Aunque el fiscal solicita la pena de muerte, el tribunal sólo encuentra como delito
suficientemente probado un desmedido amor por la Constitución derogada, y lo
condena a diez años de prisión. Pero no es suficiente.
Cuenta
el Marqués de Villaurrutia, que fue entonces cuando en el expediente aparece
“un papelito”. Dice éste: “Palacio, 11 de
noviembre de 1815. No me conformo; vuélvase a ver esta causa y sentencien los
jueces como deben en conciencia y con arreglo a las leyes”. Viene dicho
papelito con la rubrica del rey, pero renuentes a prevaricar los jueces, pese
al mandato real, contestan: “La facultad
de imponer la pena de muerte, cuando no está comprendida en la Ley, solo reside
en vuestra V.M., en uso de su soberanía, si lo juzga oportuno para el bien del
Estado”. Mas como la soberbia del
rey absolutista es pareja a su miseria moral y falta de caridad, en otra nota
ordena: “Es mi voluntad que se imponga la
pena de muerte a Pablo López y que para ello se comuniquen las órdenes
correspondientes al Gobernador de la Sala y a la Hermandad de la Paz y la
Caridad”.
Todo
parece decidido para Pablo López. El día 20 se le comunica su fatal destino:
una soga rodeará su cuello dos días después. Esa es la voluntad del rey. Es
fácil suponer la angustia del reo al recibir el anuncio. Pero dos días es mucho
tiempo, suficiente al menos para sir Henry Wellesley, el embajador inglés en
España.
Sir
Henry ya era embajador meses atrás, cuando a la llegada de “El deseado”, quiso
éste ajusticiar a los presos liberales contrarios al imperio absolutista con el
que se imponía sobre la Nación. Y fue entonces cuando comunicó al rey que él
mismo abandonaría España y la embajada sería retirada si cumplía unos
propósitos, tanto más crueles por innecesarios, que no comprometían la
seguridad de su monarquía. Cedió entonces el monarca, y ahora debió sir Henry
recordar aquellas exigencias, y como en el pasado, ceder de nuevo el rey; como lo haría en el futuro, cuando su indignidad le supusiera alguna ventaja.

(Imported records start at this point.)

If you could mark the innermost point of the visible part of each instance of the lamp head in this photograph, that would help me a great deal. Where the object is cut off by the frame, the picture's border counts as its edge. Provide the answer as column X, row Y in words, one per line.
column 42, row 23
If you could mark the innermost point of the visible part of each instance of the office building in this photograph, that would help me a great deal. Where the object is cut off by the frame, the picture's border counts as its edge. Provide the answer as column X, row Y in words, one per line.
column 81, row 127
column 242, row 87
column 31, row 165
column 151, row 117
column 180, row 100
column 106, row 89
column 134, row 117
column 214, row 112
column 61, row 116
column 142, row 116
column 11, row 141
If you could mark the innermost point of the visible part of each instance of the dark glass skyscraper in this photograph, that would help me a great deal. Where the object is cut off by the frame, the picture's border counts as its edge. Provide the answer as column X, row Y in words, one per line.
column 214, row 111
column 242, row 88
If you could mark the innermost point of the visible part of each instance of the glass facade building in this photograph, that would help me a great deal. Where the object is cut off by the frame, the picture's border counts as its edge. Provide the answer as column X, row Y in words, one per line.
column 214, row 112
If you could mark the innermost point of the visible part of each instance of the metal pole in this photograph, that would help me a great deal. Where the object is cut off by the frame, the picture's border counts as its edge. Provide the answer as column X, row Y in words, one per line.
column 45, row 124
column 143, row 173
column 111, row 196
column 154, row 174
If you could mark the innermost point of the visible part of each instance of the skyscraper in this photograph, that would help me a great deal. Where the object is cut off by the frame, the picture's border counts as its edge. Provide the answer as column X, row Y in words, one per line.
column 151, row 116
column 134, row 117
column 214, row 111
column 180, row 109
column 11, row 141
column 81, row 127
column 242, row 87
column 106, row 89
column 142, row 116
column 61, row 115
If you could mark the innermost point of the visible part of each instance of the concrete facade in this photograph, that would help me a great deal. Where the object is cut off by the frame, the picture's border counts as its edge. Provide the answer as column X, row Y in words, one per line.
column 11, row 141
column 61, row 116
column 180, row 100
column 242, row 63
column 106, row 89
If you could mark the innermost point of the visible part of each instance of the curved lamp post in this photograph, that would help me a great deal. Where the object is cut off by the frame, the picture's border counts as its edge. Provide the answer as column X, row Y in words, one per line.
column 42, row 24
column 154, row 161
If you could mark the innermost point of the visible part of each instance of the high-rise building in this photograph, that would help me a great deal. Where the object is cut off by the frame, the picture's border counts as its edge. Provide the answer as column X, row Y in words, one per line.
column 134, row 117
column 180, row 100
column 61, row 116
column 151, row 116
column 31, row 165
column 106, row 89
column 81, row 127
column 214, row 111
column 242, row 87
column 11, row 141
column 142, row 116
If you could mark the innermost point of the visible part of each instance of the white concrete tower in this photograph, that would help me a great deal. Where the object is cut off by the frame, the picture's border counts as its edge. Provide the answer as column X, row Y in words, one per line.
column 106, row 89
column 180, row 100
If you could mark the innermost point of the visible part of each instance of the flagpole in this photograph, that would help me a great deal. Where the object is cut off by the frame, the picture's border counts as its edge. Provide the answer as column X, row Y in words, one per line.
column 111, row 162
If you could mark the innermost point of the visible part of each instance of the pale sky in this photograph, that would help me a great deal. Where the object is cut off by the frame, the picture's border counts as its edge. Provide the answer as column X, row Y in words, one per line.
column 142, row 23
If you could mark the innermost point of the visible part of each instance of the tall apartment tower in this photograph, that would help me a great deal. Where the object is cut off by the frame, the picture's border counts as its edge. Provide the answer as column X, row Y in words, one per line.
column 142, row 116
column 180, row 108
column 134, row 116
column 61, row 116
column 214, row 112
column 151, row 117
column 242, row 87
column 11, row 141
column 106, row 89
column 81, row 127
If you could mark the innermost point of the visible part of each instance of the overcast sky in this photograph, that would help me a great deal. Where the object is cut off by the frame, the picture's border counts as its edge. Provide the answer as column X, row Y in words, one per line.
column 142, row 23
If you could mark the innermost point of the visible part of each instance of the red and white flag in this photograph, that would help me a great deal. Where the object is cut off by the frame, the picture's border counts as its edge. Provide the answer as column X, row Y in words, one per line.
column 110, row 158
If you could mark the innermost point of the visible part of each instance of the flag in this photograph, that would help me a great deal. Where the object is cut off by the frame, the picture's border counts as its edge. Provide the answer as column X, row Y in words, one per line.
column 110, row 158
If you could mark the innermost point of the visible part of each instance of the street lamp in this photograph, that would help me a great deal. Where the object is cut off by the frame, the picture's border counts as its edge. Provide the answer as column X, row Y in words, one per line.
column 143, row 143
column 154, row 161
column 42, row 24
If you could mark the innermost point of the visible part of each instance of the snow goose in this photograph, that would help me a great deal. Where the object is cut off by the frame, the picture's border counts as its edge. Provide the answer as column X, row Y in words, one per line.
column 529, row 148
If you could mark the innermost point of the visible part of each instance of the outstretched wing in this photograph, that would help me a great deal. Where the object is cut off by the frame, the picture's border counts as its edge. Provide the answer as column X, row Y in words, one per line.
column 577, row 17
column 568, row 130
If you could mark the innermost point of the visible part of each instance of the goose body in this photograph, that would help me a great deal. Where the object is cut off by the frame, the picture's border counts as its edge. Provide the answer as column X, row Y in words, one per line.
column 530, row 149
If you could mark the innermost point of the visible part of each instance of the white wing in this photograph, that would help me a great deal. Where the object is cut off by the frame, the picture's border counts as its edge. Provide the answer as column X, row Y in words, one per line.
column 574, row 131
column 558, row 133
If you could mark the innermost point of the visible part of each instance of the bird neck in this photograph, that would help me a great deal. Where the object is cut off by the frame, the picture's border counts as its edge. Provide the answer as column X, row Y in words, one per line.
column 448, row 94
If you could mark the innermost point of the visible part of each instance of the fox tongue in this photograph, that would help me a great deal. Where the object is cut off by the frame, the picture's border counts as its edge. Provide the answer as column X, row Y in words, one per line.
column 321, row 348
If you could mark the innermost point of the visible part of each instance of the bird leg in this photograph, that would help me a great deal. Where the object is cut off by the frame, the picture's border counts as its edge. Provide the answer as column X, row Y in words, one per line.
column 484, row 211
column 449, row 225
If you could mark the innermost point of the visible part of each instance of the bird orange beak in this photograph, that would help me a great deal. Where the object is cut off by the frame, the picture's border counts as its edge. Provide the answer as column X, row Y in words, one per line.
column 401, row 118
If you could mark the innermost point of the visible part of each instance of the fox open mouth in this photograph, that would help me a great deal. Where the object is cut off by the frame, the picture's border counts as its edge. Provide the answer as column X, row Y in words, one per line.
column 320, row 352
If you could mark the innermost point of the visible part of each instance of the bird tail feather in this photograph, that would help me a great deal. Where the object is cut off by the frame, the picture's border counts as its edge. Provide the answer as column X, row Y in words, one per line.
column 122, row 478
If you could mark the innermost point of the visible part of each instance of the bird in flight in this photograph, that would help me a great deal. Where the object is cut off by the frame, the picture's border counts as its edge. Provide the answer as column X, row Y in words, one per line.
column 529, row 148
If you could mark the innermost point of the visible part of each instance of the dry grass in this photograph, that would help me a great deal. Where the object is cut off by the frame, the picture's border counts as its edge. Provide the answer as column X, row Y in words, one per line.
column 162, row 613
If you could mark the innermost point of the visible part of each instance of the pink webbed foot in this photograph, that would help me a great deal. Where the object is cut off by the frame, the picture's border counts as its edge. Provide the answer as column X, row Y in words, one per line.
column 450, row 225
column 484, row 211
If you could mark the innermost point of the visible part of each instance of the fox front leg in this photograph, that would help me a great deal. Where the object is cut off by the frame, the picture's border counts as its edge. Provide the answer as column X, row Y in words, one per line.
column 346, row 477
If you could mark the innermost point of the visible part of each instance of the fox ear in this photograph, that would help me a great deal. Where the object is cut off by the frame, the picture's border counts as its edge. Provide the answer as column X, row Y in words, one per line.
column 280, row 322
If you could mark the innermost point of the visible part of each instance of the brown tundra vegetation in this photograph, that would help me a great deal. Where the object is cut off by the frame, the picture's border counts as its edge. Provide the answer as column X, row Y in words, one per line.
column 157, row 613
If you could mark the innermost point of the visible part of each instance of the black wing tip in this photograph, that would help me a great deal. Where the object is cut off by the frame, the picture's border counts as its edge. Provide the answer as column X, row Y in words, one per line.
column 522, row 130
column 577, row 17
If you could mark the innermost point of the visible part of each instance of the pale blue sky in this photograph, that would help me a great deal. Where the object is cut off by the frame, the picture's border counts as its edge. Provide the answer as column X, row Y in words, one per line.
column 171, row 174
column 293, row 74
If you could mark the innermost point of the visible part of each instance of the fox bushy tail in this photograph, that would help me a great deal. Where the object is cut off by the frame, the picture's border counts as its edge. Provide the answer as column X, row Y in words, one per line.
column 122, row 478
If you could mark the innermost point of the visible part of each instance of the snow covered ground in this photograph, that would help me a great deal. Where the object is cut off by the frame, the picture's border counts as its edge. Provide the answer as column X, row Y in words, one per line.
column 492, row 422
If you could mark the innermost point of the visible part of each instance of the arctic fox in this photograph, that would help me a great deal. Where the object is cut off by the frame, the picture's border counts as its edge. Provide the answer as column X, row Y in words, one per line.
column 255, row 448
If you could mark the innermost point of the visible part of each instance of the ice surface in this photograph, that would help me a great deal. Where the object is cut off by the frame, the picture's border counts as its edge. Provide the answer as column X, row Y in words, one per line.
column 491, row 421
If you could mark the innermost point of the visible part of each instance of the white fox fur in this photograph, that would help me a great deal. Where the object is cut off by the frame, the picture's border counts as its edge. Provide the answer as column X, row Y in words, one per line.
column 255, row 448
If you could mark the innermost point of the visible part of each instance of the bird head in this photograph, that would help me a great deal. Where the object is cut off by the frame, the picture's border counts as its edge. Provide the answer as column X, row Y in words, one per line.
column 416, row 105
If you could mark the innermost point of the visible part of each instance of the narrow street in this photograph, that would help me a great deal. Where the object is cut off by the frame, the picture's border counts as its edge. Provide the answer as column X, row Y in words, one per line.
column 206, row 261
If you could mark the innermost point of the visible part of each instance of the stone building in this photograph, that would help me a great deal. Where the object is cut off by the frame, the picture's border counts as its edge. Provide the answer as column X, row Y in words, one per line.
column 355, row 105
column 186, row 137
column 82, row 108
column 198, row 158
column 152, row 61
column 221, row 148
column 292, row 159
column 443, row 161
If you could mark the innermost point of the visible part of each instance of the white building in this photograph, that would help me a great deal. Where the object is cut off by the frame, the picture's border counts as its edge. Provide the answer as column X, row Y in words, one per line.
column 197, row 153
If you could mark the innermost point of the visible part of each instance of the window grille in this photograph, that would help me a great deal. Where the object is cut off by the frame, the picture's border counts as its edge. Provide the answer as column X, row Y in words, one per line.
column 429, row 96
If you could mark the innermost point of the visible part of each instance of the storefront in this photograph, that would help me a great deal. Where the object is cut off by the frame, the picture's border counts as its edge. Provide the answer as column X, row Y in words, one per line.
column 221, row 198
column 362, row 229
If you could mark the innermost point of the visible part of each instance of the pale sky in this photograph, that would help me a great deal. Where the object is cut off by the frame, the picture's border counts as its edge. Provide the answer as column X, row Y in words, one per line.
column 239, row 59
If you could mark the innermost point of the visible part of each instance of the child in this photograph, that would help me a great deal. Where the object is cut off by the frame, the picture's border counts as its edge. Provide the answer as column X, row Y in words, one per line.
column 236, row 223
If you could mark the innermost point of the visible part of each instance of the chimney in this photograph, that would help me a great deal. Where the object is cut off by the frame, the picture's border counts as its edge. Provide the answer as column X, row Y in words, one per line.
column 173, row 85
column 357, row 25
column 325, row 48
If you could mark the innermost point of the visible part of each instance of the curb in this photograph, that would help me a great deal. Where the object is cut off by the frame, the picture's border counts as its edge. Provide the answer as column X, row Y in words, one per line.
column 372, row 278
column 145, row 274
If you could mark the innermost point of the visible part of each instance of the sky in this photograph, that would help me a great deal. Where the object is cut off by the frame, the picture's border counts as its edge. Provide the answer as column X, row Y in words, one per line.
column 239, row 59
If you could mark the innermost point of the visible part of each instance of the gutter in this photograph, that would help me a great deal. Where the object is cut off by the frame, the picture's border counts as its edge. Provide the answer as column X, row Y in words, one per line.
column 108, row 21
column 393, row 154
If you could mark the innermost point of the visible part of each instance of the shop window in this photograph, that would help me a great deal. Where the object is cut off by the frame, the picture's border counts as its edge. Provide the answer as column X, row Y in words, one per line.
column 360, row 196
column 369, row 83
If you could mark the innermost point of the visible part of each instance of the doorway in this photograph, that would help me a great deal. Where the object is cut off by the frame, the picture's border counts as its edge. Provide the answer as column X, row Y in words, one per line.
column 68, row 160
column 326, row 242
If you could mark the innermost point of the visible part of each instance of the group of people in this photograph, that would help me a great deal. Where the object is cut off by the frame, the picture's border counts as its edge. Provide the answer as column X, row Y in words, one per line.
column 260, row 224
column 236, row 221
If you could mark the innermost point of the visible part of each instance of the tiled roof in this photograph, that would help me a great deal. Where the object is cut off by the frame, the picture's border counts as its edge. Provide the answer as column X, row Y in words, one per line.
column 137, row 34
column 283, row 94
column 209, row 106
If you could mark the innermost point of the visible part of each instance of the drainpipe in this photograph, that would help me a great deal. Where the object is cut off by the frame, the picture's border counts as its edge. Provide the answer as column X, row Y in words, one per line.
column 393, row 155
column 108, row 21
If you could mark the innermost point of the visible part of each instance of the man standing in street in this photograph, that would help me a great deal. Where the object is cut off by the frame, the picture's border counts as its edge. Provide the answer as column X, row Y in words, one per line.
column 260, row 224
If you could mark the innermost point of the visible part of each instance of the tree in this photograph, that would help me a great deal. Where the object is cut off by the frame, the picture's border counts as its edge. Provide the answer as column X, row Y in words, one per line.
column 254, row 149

Se hallaba pues, a las puertas de la prisión el desgraciado López, camino del patíbulo, cuando
llega la orden del perdón real. Y el “inocente” López, que a nadie había
matado, cuya culpa, si acaso, había sido la de ser “capataz y jefe asalariado de los revoltosos galeriantes de las llamadas
Cortes ordinarias y extraordinarias”, mientra vuelve a su celda, la
emprende a voces, aliviado su pesar, con vivas a favor de quien lo había
condenado con iniquidad y ahora lo perdonaba, no por la magnanimidad del
poderoso, sino por indignidad de quien humilla al débil y cede ante el
poderoso.
Dos
apuntes más para terminar la historia de Pablo López: cinco años después,
durante el trienio liberal, su gobierno liberó al “cojo de Málaga” y la
Comisión de Premios de las Cortes le concedió la propiedad de una casa en
Málaga para su habitación, y otras fincas que le rentaran ocho mil reales para
su sustento. Pero su destino parecía oscilar entre la dicha y la desgracia; y tres años después, Pablo López, nuevamente Fernando VII en el poder, gracias a la
intervención de los Cien mil hijos de San Luis, tuvo que exiliarse en Londres.